Binary Indexed Tree
问题描述
首先来引入一个问题:
给定$n$个数字,有两种频繁的操作需要处理:
- 求$\sum_{k = i}^j A_k$;
- 对某个$A_i$数据进行增减操作。
如果我们使用普通的数组,这两种操作的复杂度分别为$O(n)$和$O(1)$,如果进行$m$次操作,最坏的情况下,复杂度是$O(mn)$的。
所以,为了降低复杂度,我们可以使用一种数组数组的结构,可以将复杂度降低到$O(m\lg n)$。当然,可以使用$RMQ$的方法,但是$RMQ$的编程实现稍微麻烦些,所以这里介绍数组数组的方法。
算法介绍
问题建模
因为每个整数都能表示为一些2的幂次方的和,类似于海明码的思路,我们可以使用一个数组,每个数组保存一段数字的求和结果。即为数组里面的元素$BIT_i$对于某一段数据“负责”。

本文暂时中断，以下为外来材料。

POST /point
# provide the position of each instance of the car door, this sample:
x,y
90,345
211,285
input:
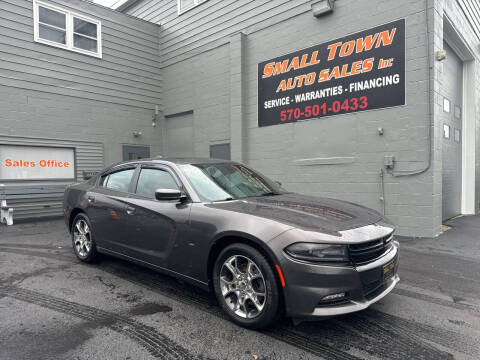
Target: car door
x,y
108,207
157,230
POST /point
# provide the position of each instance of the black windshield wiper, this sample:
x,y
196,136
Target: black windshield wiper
x,y
270,193
226,199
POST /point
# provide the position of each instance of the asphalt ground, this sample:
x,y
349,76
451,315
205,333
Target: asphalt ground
x,y
52,306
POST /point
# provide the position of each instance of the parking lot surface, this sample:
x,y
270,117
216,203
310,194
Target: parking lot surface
x,y
52,306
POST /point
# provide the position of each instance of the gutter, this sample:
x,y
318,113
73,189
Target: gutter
x,y
126,5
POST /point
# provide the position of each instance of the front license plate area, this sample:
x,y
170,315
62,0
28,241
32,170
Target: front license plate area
x,y
388,271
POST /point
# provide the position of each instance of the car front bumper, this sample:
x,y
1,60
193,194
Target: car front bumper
x,y
308,284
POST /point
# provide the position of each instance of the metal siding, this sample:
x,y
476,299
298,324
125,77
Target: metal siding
x,y
33,199
128,73
211,23
471,9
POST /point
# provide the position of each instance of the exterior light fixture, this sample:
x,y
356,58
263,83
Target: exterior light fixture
x,y
441,55
154,120
322,7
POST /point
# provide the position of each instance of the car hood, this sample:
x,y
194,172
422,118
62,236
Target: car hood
x,y
306,212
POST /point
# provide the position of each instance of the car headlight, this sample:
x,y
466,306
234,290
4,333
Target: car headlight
x,y
314,252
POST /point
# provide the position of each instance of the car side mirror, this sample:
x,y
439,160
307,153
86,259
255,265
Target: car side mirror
x,y
169,194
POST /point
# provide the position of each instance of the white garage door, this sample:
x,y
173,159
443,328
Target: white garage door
x,y
451,116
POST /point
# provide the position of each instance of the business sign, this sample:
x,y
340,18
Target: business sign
x,y
362,71
36,163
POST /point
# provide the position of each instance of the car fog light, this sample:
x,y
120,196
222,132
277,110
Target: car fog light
x,y
333,297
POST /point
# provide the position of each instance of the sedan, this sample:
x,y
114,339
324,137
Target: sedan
x,y
220,225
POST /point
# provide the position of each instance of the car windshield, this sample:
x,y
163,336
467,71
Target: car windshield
x,y
228,181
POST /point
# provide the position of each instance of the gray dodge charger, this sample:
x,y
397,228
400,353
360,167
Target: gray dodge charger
x,y
220,225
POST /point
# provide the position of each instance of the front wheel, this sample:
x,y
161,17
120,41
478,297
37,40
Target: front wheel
x,y
82,239
245,286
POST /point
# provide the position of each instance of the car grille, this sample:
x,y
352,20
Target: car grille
x,y
370,250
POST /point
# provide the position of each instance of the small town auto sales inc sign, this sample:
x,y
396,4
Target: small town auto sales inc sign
x,y
18,162
362,71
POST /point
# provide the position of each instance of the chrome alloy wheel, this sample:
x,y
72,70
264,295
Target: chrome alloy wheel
x,y
243,286
82,238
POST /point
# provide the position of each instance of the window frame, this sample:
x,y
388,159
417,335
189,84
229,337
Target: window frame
x,y
135,168
69,31
195,4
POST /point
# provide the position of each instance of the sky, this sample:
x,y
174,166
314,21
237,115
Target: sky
x,y
110,3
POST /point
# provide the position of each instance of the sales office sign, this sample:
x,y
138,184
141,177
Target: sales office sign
x,y
362,71
36,163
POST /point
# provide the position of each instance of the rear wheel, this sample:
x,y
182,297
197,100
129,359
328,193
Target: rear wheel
x,y
245,286
82,239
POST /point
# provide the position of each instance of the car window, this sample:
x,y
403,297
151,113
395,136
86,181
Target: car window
x,y
119,181
152,179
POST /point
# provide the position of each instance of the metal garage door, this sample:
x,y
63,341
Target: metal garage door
x,y
180,136
451,116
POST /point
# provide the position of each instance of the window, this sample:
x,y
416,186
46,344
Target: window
x,y
119,181
217,182
61,28
150,180
185,5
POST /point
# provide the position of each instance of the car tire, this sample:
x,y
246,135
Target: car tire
x,y
236,293
83,242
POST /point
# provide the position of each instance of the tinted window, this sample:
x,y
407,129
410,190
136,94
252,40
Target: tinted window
x,y
119,181
215,182
152,179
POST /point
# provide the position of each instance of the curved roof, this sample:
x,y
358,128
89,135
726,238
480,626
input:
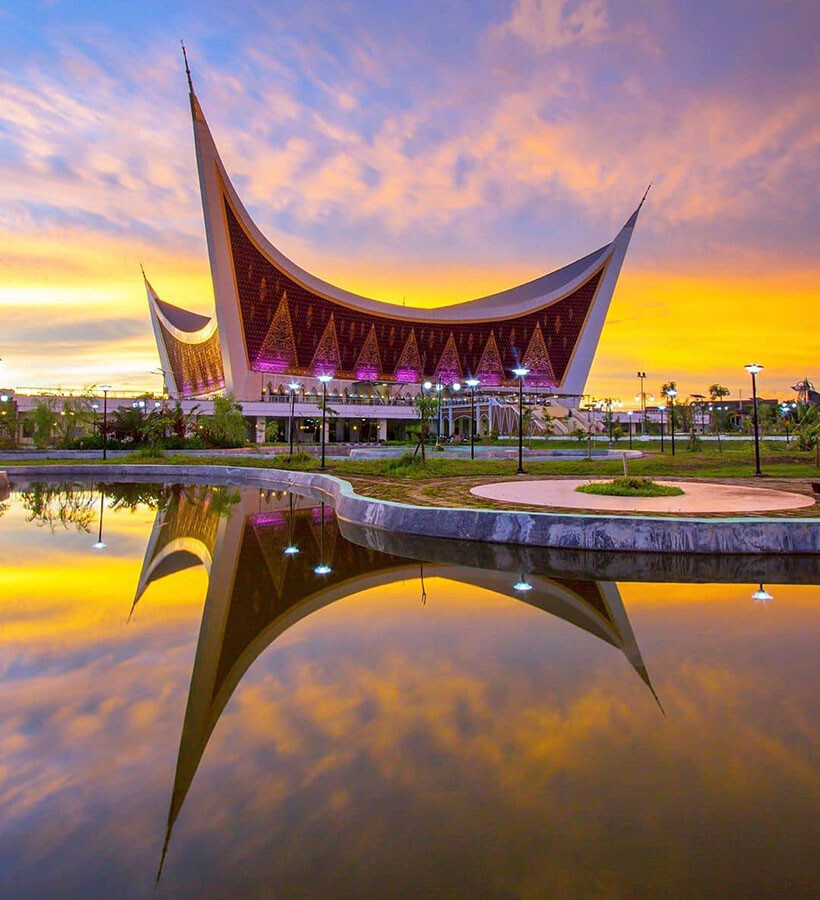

那么如何指定划分的方法,使得每个数组元素各司其职,不会导致浪费呢?我们可以通过对应下标转换为二进制以后的数字来进行确定。这里我们根据每个元素最右边的$1$的位置$r$进行判断。指定索引$i$的负责区域是从$i - 2^r + 1$到$i$。如图所示:
那么如何确定最右边$1$的位置?我们借助计算机基础的知识可知:$r = x \& (-x)$。
值得一提的是,树状数组中,我们使得下标从$1$开始,这样可以极大的方便我们编程处理。
那么此时获取从数据开头到结尾的求和就很简单,只要给定了数组的下标,我们就可以了解到是哪些$BIT$里面的数据在储存这些求和,将其相加就好。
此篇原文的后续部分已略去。